Zipp Mobility looks to raise €1m in new crowdfunding campaign
Funding to be used to buy 2,500 e-scooters as start-up looks to expand into more markets
Zipp is among a large number of shared e-scooter service providers who hope to launch in the Republic shortly
E-scooter start-up Zipp Mobility, whose backers include former Irish rugby international Brian O’Driscoll, is looking to raise €1 million in a new crowdfunding campaign.
The fundraise is essentially an extension of the company’s seed round and if successful will bring total investment to date to €2 million.
The start-up is hoping to secure €500,000 from private investors via the campaign and a simliar amount from the general public.
Founder and chief executive Charlie Gleeson told The Irish Times that the funding will be used to acquire over 2,500 e-scooters as the company looks to expand into more markets across Ireland, Britain and mainland Europe.
He said part of the reason for opting for a crowdfunding campaign is that Zipp wants to ensure a strong long-lasting relationship with its customers.
“One of the key differentiators for Zipp is our community-centric approach to scooter sharing. We want to create long term relationships within the communities we serve and want our customers to be part of Zipp’s journey, as well as the greater micromobility movement. We wanted to offer our customers a chance to own a piece of Zipp,” he said.
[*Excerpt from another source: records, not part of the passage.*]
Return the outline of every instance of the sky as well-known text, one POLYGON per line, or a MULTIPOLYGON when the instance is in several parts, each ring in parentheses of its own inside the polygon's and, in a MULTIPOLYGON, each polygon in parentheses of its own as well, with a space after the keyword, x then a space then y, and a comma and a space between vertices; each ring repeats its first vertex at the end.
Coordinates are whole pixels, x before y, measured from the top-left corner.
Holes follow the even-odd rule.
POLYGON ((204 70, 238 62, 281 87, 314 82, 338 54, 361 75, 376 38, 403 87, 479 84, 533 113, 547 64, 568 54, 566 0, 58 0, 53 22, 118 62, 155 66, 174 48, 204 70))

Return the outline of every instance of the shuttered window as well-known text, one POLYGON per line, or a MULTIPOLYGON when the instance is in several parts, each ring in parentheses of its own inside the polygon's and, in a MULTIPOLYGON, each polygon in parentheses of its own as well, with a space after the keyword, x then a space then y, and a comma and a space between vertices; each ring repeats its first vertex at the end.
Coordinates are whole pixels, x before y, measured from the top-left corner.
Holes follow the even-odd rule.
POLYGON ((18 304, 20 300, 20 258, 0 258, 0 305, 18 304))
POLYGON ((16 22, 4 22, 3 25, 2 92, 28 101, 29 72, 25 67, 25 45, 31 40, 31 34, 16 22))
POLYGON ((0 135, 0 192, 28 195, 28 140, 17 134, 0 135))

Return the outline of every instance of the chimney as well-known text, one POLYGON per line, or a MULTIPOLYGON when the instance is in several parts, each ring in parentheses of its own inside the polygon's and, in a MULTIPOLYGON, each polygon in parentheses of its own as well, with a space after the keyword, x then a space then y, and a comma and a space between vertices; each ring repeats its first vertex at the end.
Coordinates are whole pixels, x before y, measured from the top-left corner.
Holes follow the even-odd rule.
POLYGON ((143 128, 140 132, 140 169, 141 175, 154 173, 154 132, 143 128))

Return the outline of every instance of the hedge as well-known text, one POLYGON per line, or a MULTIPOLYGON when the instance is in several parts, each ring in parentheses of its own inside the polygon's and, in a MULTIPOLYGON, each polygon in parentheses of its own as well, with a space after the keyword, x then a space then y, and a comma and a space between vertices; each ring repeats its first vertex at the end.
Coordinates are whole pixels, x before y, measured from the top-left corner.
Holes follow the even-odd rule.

“As well as this, the crowdfunding process is relatively short compared to institutional funding rounds. Our growth opportunities are imminent so crowdfunding suits us nicely,” Mr Gleeson added.
The campaign, which is to be held on the Irish platform, Spark Crowdfunding, goes live on Friday.
Zipp is among a large number of shared e-scooter service providers who hope to launch in the Republic shortly. It is already active in Britain, where it has secured a number of licenses with local councils to run operations. It is also in talks with a number of local authorities across Europe.
The Zipp e-scooter features an aircraft-grade aluminium frame, 10-inch airless tyres, a swappable battery, dual braking, a wide base and a low centre of gravity. The start-up claims its e-scooter has a useful lifetime of more than two years, compared with the estimated industry average for shared scooters of just three months.
Government Chief Whip Jack Chambers on Monday published the Dáil’s summer schedule which includes the Road Traffic (Misc Provisions) Bill, which will legislate for and regularise the usage of e-scooters.